2.3.3 Impact Assessment Method

This section details how the possibility of encountering companies not behaving in compliance with accepted social norms was assessed. As for the Specific Analysis, each issue of concern was assessed using an assessment method. Since the PHA relies on generic data, the method varies according to their availability. For some issues of concern, it was possible to document behaviors at a business or sectorial level. For others, information was only available at a national level. Depending on sources, quantitative, semi-qualitative and qualitative data have also been used. But in all cases, the assessment was carried out using a standardized three-level evaluation scale assessing the possibility (low, moderate, high) of encountering companies with risky behavior, i.e., not behaving in compliance with the accepted social norms (Table 5).

Table 5 Risk evaluation scale

The following tables describe the method used to assess the possibility of encountering enterprises with non-complying behaviors for each issue of concern, depending on how the indicators have been documented. When more than one source of data could have been used to assess the level of risk related for a same issue of concern, only the most relevant, i.e., the most closely related to the sector, was used. Sector- specific data, as well as data collected through a sample of companies, have been favored because they constitute better proxies of businesses’ behavior than country-level data. We relied on a country-level indicator only when no sectorial data were found using available statistical databases or a Web review. But given the current scarcity of information regarding companies’ or sectors’ behavior, the assessment relied mostly on country level indicators.

2.3.4 Sectorial Data

The issues of concern have first been documented using sectorial data collected from three different sources. In the case of fair salary, working hours and occupational health and safety, statistical data at the sector level have been used to assess the possibility of encountering social hotspots. Table 6 describes the indicators developed as well as the PRPs considered to assess the level of risk.
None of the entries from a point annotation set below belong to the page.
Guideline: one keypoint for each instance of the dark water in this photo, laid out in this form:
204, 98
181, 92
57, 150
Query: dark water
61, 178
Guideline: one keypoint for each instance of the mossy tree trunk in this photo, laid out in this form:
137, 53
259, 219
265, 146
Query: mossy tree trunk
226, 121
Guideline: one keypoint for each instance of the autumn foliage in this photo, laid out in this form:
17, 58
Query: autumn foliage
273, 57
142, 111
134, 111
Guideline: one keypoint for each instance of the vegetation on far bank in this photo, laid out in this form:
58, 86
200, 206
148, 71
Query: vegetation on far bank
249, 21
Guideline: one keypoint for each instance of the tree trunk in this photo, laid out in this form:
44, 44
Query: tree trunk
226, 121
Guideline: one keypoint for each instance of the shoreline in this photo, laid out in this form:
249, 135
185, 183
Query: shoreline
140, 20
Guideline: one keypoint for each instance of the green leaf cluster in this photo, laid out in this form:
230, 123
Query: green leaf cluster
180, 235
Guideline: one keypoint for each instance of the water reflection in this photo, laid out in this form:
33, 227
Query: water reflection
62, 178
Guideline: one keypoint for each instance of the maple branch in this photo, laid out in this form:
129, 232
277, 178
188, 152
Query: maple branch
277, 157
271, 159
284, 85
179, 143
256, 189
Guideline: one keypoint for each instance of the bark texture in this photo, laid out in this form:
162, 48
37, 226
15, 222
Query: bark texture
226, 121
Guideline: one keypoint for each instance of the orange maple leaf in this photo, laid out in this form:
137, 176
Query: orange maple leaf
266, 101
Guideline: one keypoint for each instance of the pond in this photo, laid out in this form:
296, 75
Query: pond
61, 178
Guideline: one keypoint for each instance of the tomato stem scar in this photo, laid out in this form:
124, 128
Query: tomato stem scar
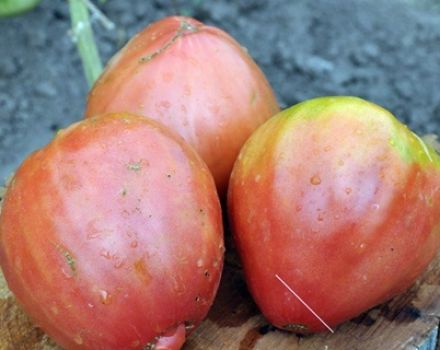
304, 303
68, 256
183, 30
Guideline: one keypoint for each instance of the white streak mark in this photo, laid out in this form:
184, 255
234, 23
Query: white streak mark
304, 303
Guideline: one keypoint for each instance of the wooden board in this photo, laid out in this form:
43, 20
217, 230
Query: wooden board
409, 321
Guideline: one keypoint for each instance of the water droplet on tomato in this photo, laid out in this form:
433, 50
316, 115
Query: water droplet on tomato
54, 310
92, 235
105, 254
105, 297
315, 180
119, 262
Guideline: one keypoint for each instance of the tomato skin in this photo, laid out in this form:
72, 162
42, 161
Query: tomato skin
195, 79
111, 236
342, 202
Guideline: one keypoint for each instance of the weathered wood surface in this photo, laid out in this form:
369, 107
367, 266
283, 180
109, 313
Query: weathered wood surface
409, 321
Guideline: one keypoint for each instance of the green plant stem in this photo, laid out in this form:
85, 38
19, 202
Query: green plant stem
16, 7
83, 36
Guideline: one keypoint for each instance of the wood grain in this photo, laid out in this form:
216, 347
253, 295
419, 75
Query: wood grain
409, 321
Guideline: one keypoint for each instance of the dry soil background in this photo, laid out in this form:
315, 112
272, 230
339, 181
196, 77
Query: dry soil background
387, 51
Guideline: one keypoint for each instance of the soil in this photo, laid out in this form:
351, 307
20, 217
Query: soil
384, 51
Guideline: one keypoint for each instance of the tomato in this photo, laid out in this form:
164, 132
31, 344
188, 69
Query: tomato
193, 78
111, 236
337, 201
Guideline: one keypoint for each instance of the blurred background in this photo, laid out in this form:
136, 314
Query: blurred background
384, 51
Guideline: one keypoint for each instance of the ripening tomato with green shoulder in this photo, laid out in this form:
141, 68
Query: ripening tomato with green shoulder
341, 202
111, 236
195, 79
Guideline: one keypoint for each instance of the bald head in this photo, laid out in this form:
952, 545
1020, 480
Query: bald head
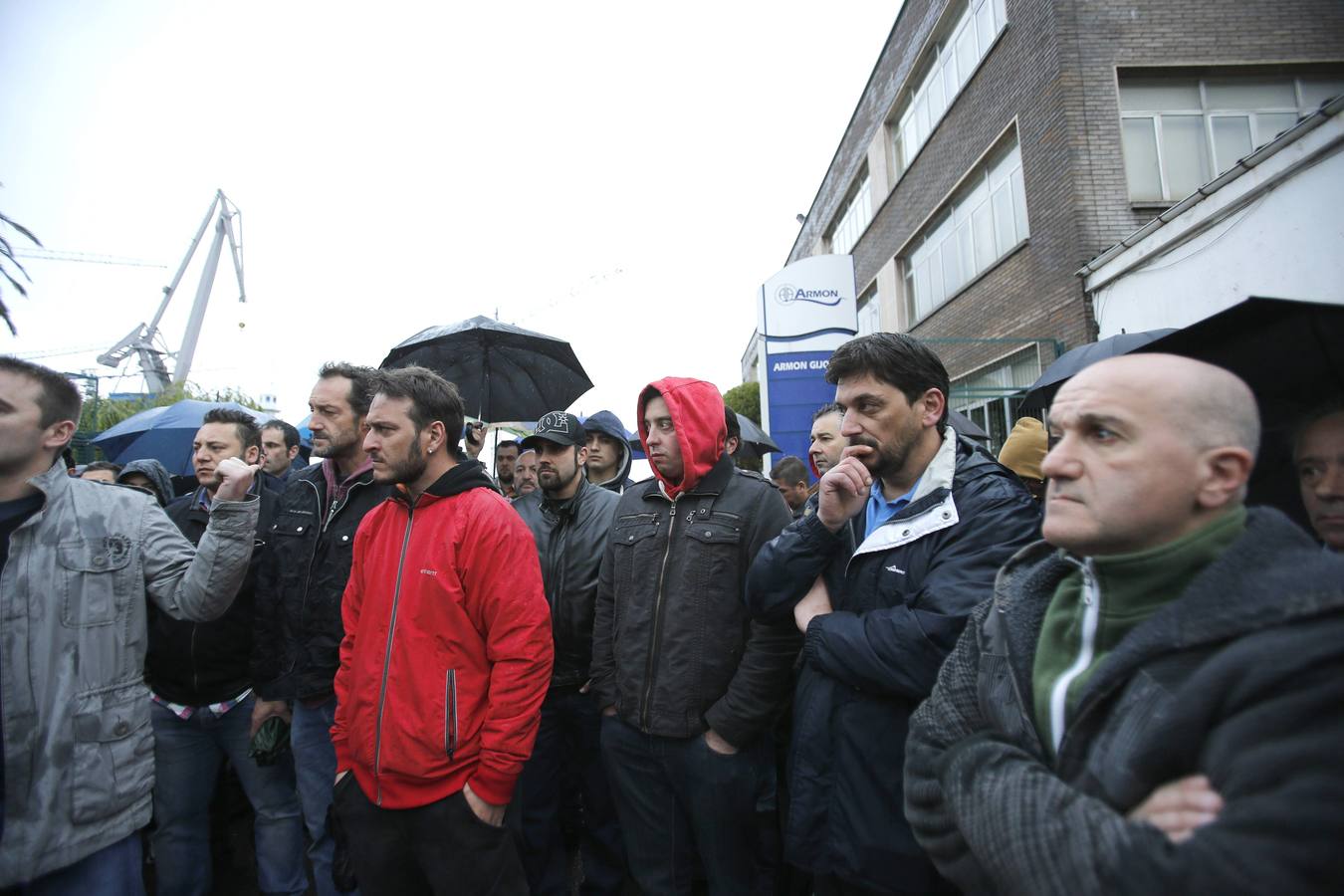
1210, 404
1147, 449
Table 6 Risk evaluation scale

The issues of freedom of association and collective bargaining, child labor, working hours, forced labor and occupational health and safety have also been assessed at the sector level using information found in two human rights reports: the US Department of State Country Report on Human Rights (U.S. Department of State 2011), and the Annual Survey of Violations of Trade Union Rights 2011 (ITUC et al. 2012). The qualitative information provided in those reports has been used to assess the possibility of encountering violations in the sectors under assessment.Footnote 12 The assessment method used to differentiate the risk level relied on our expert judgment. For a matter of transparency, this judgment is always justified in the “detailed justifications” sections found in Appendix J of the full report.
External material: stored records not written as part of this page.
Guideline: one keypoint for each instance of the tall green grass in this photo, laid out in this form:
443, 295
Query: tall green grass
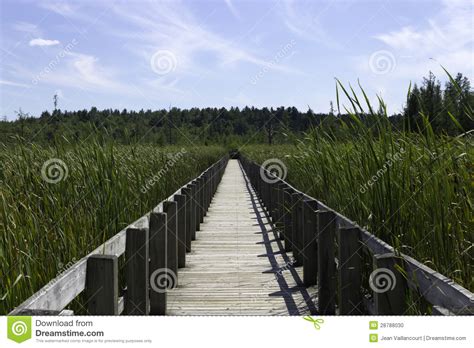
413, 190
44, 227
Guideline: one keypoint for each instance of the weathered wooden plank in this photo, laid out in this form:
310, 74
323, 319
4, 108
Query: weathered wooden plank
102, 285
136, 274
170, 208
237, 268
326, 264
310, 249
181, 221
349, 271
189, 218
388, 284
158, 263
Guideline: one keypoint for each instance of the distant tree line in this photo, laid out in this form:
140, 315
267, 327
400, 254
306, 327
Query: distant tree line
446, 111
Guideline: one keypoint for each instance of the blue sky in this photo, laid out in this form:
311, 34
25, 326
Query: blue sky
155, 54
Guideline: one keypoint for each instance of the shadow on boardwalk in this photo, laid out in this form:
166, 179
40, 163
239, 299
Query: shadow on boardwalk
286, 273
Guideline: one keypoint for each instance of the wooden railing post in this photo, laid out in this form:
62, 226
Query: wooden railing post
287, 208
310, 251
181, 220
349, 273
189, 217
326, 263
280, 222
197, 208
136, 255
389, 285
158, 267
170, 208
102, 285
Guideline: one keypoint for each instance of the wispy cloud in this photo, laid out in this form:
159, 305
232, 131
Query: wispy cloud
43, 42
28, 28
446, 37
232, 8
305, 20
173, 27
14, 84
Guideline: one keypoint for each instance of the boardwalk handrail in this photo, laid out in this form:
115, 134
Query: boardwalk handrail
318, 232
178, 217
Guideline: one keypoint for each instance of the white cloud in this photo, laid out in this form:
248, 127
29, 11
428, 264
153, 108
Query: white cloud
445, 38
43, 42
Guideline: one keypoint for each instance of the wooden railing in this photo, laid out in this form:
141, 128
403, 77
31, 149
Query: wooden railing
332, 249
154, 247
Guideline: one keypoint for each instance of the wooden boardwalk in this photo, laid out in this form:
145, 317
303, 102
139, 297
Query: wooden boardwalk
237, 266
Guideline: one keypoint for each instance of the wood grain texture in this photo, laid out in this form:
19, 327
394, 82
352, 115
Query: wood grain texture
237, 265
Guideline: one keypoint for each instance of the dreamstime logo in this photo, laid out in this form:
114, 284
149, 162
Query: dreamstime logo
272, 170
382, 280
163, 279
54, 170
19, 328
382, 62
163, 62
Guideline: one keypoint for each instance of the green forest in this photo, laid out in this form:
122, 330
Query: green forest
445, 108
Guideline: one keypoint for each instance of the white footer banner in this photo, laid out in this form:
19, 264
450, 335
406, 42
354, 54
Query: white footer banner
367, 331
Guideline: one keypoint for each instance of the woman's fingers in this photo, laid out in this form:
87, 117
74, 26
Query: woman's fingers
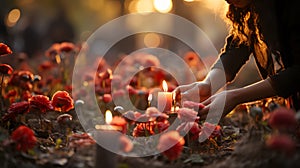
203, 113
184, 88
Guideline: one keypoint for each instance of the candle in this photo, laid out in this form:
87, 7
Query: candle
149, 99
109, 137
164, 99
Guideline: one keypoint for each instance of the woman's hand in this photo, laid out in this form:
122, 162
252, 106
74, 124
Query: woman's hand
220, 104
197, 92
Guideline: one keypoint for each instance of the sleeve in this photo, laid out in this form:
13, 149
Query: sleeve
232, 58
287, 82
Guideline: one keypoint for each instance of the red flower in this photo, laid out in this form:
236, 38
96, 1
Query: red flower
281, 143
67, 47
46, 65
193, 105
192, 128
131, 90
125, 144
187, 115
4, 49
107, 98
24, 138
40, 102
64, 118
26, 95
283, 119
5, 69
11, 93
53, 50
161, 126
15, 109
168, 139
62, 101
142, 129
210, 130
121, 122
22, 79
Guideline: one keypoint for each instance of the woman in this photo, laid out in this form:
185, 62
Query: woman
269, 30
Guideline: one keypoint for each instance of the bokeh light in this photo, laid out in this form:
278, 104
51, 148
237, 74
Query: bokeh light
152, 40
163, 6
13, 17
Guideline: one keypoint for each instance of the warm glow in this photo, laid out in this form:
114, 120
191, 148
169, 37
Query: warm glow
150, 97
144, 6
165, 86
13, 17
108, 116
140, 6
152, 40
163, 6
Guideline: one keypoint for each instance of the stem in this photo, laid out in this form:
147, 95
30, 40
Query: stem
1, 96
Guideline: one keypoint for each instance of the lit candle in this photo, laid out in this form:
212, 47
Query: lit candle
164, 99
149, 99
109, 137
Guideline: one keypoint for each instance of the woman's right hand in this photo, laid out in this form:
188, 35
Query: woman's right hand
197, 92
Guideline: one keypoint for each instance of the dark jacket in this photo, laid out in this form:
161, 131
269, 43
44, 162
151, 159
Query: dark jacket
280, 27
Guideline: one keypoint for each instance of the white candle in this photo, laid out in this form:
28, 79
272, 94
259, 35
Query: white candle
164, 99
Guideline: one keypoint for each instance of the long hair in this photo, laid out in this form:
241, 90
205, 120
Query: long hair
245, 29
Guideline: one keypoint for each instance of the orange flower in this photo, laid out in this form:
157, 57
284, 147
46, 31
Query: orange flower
168, 139
210, 130
6, 69
15, 109
125, 144
187, 115
193, 105
24, 138
107, 98
62, 101
4, 49
40, 102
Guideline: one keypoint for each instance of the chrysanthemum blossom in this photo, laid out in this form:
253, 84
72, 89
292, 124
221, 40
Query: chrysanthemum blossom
5, 69
62, 101
171, 152
41, 103
15, 109
125, 144
24, 138
119, 121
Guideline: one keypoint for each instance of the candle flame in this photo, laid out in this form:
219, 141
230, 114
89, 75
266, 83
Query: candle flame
108, 116
165, 86
150, 97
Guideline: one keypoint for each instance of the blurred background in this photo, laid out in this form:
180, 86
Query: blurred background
32, 26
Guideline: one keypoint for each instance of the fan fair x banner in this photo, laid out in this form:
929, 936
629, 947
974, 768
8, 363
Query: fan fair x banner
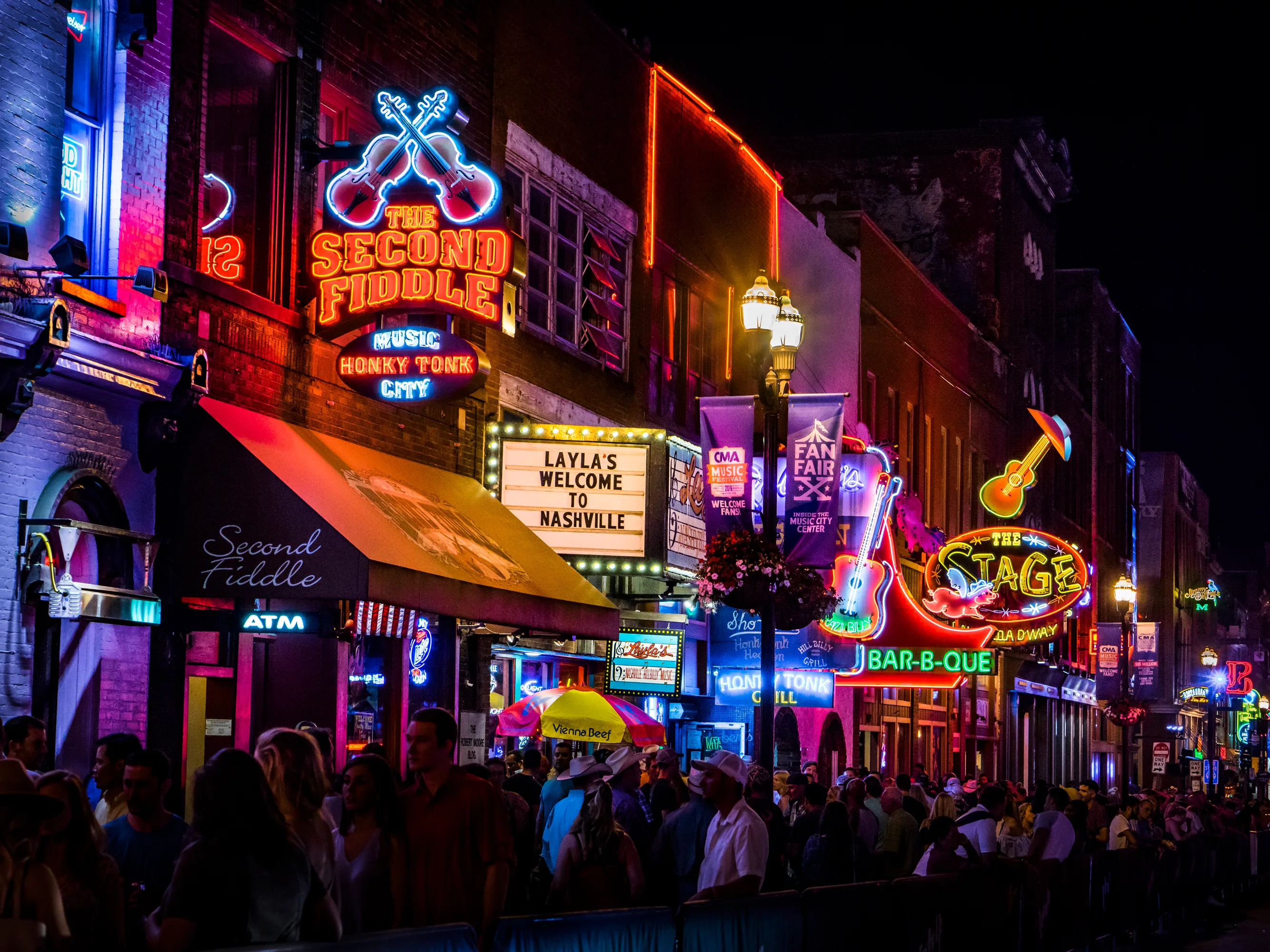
813, 459
727, 447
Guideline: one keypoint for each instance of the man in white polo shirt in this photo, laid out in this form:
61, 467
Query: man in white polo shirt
736, 856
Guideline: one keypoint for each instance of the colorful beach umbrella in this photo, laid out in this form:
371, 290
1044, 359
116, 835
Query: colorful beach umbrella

Finally, a web search has been conducted to document all issues of concern at a sector and country level. The collected information was assessed based on our expert judgment and transparently detailed in the “detailed justifications” sections found in Appendix J.
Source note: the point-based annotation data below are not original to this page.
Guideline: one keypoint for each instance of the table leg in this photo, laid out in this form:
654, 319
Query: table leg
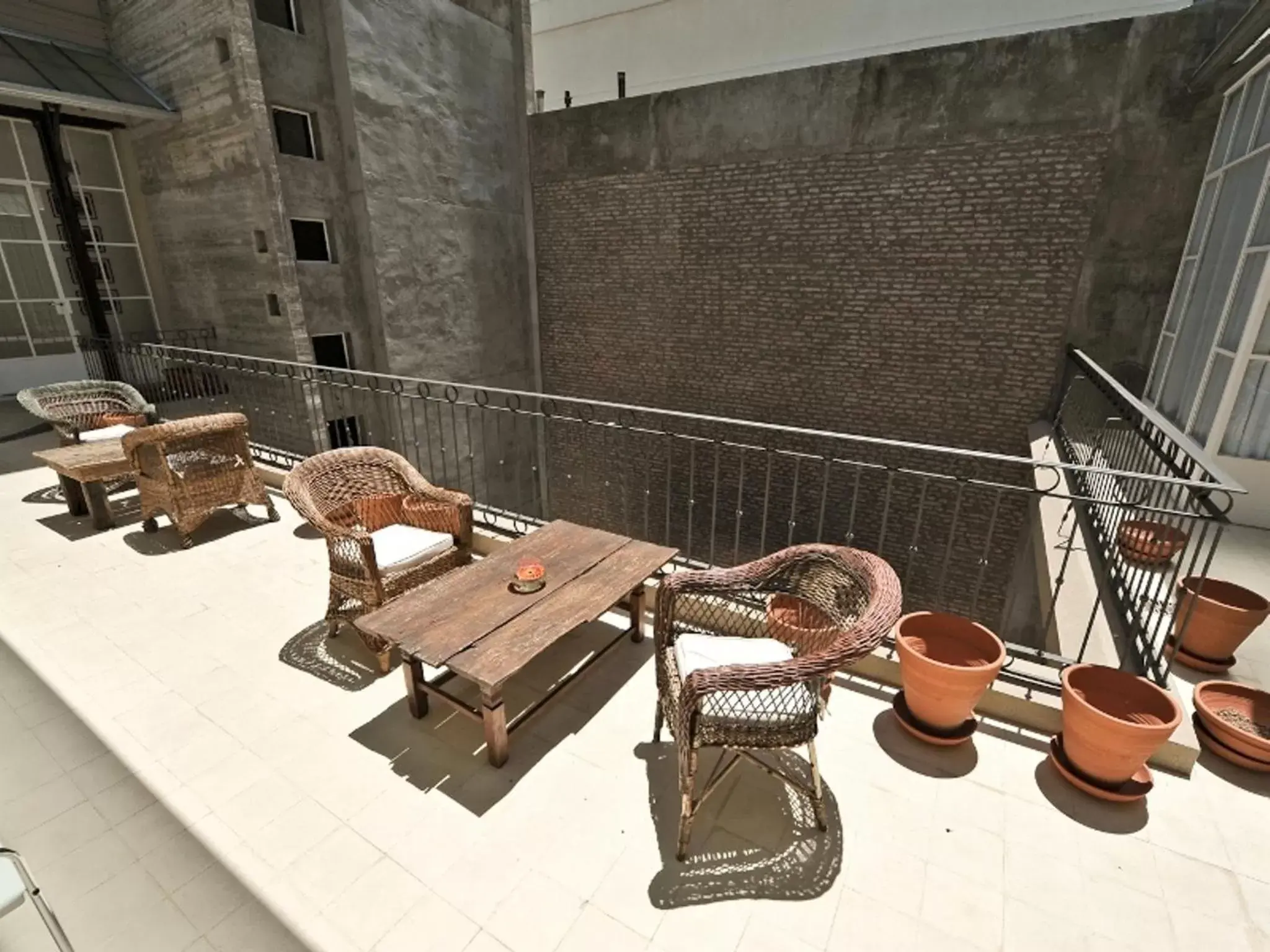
98, 506
415, 697
638, 598
494, 719
74, 495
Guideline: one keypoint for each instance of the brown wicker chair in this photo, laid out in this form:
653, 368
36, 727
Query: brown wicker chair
87, 405
189, 469
350, 496
729, 678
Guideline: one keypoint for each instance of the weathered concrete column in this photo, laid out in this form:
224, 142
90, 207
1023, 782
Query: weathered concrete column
436, 108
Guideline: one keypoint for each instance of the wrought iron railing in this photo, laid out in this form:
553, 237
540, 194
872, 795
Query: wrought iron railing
957, 524
1175, 485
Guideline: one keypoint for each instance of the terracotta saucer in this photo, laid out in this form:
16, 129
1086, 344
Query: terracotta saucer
1134, 788
1226, 753
958, 735
1199, 663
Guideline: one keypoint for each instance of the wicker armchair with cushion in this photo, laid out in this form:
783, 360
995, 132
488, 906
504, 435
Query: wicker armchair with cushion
388, 530
89, 410
189, 469
728, 678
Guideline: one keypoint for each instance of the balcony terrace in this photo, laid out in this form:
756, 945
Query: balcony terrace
189, 762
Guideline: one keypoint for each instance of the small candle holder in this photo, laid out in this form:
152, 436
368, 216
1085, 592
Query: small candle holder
530, 576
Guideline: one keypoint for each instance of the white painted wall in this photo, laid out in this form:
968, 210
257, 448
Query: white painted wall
580, 45
20, 372
1254, 475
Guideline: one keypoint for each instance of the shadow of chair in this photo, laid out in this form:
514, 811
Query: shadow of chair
797, 861
167, 540
346, 663
445, 751
126, 512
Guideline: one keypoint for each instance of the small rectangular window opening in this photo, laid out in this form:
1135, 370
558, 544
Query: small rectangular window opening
310, 238
295, 133
280, 13
343, 432
332, 351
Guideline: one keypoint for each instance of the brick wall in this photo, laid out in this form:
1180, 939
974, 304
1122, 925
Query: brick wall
898, 248
911, 294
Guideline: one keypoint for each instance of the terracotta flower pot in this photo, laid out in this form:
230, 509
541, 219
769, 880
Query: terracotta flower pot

2.3.5 Data Collected from a Sample of Businesses

To complement the sectorial data, a review of the available publications was conducted to document, for each issue of concern, the potential risky behaviors of the main companies involved in the sectors and regions under review. This review focused on the criticisms directed towards the businesses included in the sample for practices going against accepted social norms. Here again, the collected information was assessed based on our expert judgment and transparently detailed in the results sections.

2.3.6 Country Level Data

Finally, for issues that could neither be documented through the sector-level assessment nor through the sample of businesses, country-level data were used. The possibility of encountering companies behaving inappropriately compared to accepted social norms was assessed using social indicators selected from several sources.Footnote 13

Three main sources of data have been used:

  • The World Economic Forum’s (WEF) annual Executive Opinion Survey, whose results are published in The Global Competitiveness Report 2011–2012 (WEF 2011);

  • The SHDB; and

  • a variety of other sources, such as the GINI and the Corruption Perception Index.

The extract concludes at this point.